Tartine’s quiche recipe will completely change your perception of the classic dish. The combination of crème fraîche and eggs makes the smoothest, most utterly delicious custard with a lovely, slight tang.

The weekend would begin with quiche. That was a given. My friend would pick me up at the San Francisco airport, and before beginning our journey north, we would stop for breakfast. For quiche, that is. I have been dreaming about the Tartine quiche for over a year now, since my last and only other visit to this much-adored San Francisco cafe.
The weekend arrived, and no sooner did I find myself at Tartine with two dear friends standing in a line stretching around the corner. As we waited, we contemplated our order, which quickly became apparent would be a feast. None of us was prepared to make a difficult decision this morning, so we decided to keep things simple — we would order everything: Quiche. Croque monsieur. Morning Bun. Scone. Croissant. Almond Croissant. Bread Pudding.
The quiche with ham and Swiss chard, my friends confirmed, lived up to every expectation I had created for them. The bread pudding with fresh peaches, too, and the croque monsieur with heirloom tomatoes and Gruyère similarly blew us away.
But Tartine’s quiche has completely changed my perception of this classic dish. The texture of the quiche, which includes not an ounce of cheese, is truly a beautiful thing. Before tasting Tartine’s, quiche for me was all about the fillers — onions, bacon, cheese, zucchini, tomatoes, mushrooms, whatever. Now, it’s about the custard — the light, creamy, custard.
What Makes Tartine’s Quiche So Good?
The custard. Tartine uses a ratio of 1 cup crème fraîche and 1 cup whole milk to 5 eggs. And the mixing method is interesting: one egg is whisked with 3 tablespoons of flour until smooth. Then the remaining eggs are whisked in. Then the egg mixture is strained over the crème fraîche-milk mixture.
Why use flour in the custard? Flour acts as a binder, which helps prevent the eggs from curdling during baking and, in doing so, makes for an especially creamy texture. Cool, right?
Truly, the texture of the Tartine quiche is sublime, unlike any other I have tasted.

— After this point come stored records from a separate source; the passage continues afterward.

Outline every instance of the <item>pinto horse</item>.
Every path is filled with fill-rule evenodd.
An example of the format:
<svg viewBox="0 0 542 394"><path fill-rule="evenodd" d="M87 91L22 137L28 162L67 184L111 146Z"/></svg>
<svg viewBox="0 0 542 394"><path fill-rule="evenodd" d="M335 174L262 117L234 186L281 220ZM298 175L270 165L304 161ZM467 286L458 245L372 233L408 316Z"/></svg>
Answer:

Clockwise from top left : Quiche shell, lined with parchment paper, ready to be blind-baked. Filled quiche shell ready for the oven. Baked quiche. Baked quiche up close.

Next on my recipes to tackle in the Tartine cookbook is bread pudding made with homemade brioche bread . Before we head there, however, I just want to share a few highlights of my trip to Napa:

Wine tasting at Hendry’s Winery in Napa. The tasting table at Hendry’s:

Eating macaroons at Bouchon in Yountville. Incredibly delicious.

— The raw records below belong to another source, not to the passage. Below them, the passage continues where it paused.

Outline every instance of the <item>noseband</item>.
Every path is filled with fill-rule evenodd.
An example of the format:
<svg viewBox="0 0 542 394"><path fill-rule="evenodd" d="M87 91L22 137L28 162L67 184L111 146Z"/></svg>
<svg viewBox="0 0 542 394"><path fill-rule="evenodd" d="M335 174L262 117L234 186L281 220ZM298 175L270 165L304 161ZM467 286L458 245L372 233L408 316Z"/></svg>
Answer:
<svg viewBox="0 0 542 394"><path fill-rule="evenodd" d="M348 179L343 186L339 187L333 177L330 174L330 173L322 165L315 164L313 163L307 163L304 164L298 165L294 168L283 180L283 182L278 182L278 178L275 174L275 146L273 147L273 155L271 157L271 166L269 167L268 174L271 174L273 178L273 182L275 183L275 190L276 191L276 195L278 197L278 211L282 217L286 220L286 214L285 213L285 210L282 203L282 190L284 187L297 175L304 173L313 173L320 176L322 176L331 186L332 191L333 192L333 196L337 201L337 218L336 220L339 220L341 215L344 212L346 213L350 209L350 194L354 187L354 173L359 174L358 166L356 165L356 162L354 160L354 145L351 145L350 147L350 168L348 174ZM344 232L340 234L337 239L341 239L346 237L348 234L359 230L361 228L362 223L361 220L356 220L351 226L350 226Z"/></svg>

Visiting Bouchon altogher. Here we sampled TKOs (Thomas Keller Oreos…amazing), chocolate bouchons, macaroons, croissants, almond croissants, ham and cheese sandwiches, epi baguettes and quiche. The spread, pictured at the very bottom, was remarkable.

Description
Tartine’s quiche recipe will completely change your perception of the classic dish. The combination of crème fraîche and eggs makes the smoothest, most utterly delicious custard with a lovely, slight tang.
Quiche recipe from Tartine (Chronicle Books, 2006). Pie crust from David Lebovitz.
For the pie crust:
- Homemade Pie Dough (one parbaked shell)
For the quiche:
- 5 large eggs
- 3 T. all-purpose flour
- 1 cup crème fraîche
- 1 cup 2% or whole milk (2% works just fine)
- 1 tsp . kosher salt (Diamond Crystal brand)
- ½ tsp . freshly ground black pepper
- 1 T. fresh thyme, finely chopped or chives
- 1 cup uncooked coarsely chopped Swiss Chard or Tuscan kale (I use more like 2 or 3 cups )
- Preheat the oven to 375ºF.
- Place 1 egg and the flour in a large bowl and whisk until smooth. Whisk in the remaining 4 eggs until blended.
- In a medium bowl, whisk the crème fraîche until smooth. Whisk in the milk. Pour the egg mixture through a fine mesh sieve held over the milk mixture. Whisk in the salt, pepper, and thyme (or other herb). Stir in the chard.
- Place the parbaked pie shell on a parchment-lined baking sheet. Pour the egg mixture into the shell. Place in the oven and bake for 10 minutes. Reduce the oven temperature to 325ºF and bake until the filling is just set, about 30 minutes longer. The center of the quiche should still feel slightly firm, rather than liquidy, when touched. Let cool on a wire rack for at least 20 minutes to allow the custard to set up, so that it will slice neatly. It can be served warm or at room temperature. To serve a fully cooled quiche warm, cover it with aluminum foil and reheat it in a 325ºF for about 15 minutes.
Notes
To make crème fraîche: Place 2 cups heavy cream in bowl. Add 2 tablespoons of yogurt or 2 tablespoons of buttermilk. Stir to combine. Cover bowl with plastic wrap and let sit at room temperature for 12 to 24 hours. Stir. Mixture will be nice and thick. Store in the fridge until ready to use. Note: Try to use good heavy cream and not ultra-pasteurized if possible — I used to have no trouble making crème fraîche, but recently I have found that it takes an especially long time for the cream to thicken. If you find that after 12 hours the cream does not look thick at all, add a few more tablespoons of buttermilk or yogurt to the mixture.
Prep Time: 20 minutes
Cook Time: 1 hour 10 minutes
Category: Breakfast
Method: oven
Cuisine: American, French
Tartine’s quiche recipe will completely change your perception of the classic dish. The combination of crème fraîche and eggs makes the smoothest, most utterly delicious custard with a lovely, slight tang.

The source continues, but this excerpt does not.